Un político francés pide AISLAR a España de Europa por regularizar a medio millón de inmigrantes
Un destacado candidato presidencial francés ha provocado un terremoto político al pedir que España sea "aislada" de Europa por su decisión de regularizar a 500.000 inmigrantes indocumentados. Bruno Retailleau, exministro del Interior y aspirante a las elecciones de 2027, comparó la medida del Gobierno de Pedro Sánchez con una "crisis viral" y exigió restablecer controles fronterizos en los Pirineos.
Retailleau lanzó la polémica advertencia durante una entrevista en el programa Quotidien: "No podemos tolerar esta regularización masiva. Va contra el espíritu europeo". El político conservador insistió en que los inmigrantes regularizados en España podrían cruzar libremente a Francia y otros países de la UE: "Ahí hay que actuar. Debemos aislar a España".
Sus palabras generaron inmediato rechazo en partidos franceses, desde el oficialista Renaissance hasta el Partido Socialista, que tacharon sus declaraciones de "ridículas e irresponsables". Sin embargo, la extrema derecha de Marine Le Pen respaldó parcialmente su postura: Jordan Bardella, líder de Agrupación Nacional, afirmó que "un permiso español no debería permitir circular por toda Europa".
Comparación con el COVID y críticas
Medios conservadores franceses como CNews respaldaron a Retailleau, comparando la política migratoria española con una pandemia: "El socialismo de Sánchez debe quedar confinado en España", escribió un columnista. Pero el Gobierno español rechazó las acusaciones, subrayando que la medida solo beneficia a personas que llevan más de cinco meses en el país y "no crea efecto llamada".

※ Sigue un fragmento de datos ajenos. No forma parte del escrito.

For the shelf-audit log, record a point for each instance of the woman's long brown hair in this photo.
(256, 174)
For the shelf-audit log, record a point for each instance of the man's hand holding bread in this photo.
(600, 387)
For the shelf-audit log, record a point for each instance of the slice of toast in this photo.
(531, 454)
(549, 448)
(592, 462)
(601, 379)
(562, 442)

Analistas ven en la explosiva declaración un intento de Retailleau de radicalizar su discurso ante las elecciones de 2027, buscando diferenciarse tanto de Macron como de Le Pen. Sin embargo, su propuesta de cerrar fronteras choca con el Tratado de Maastricht, base de la libre circulación en la UE.
Mientras la polémica escala, Bruselas evita pronunciarse, pero el mensaje está claro: la migración vuelve a dividir Europa.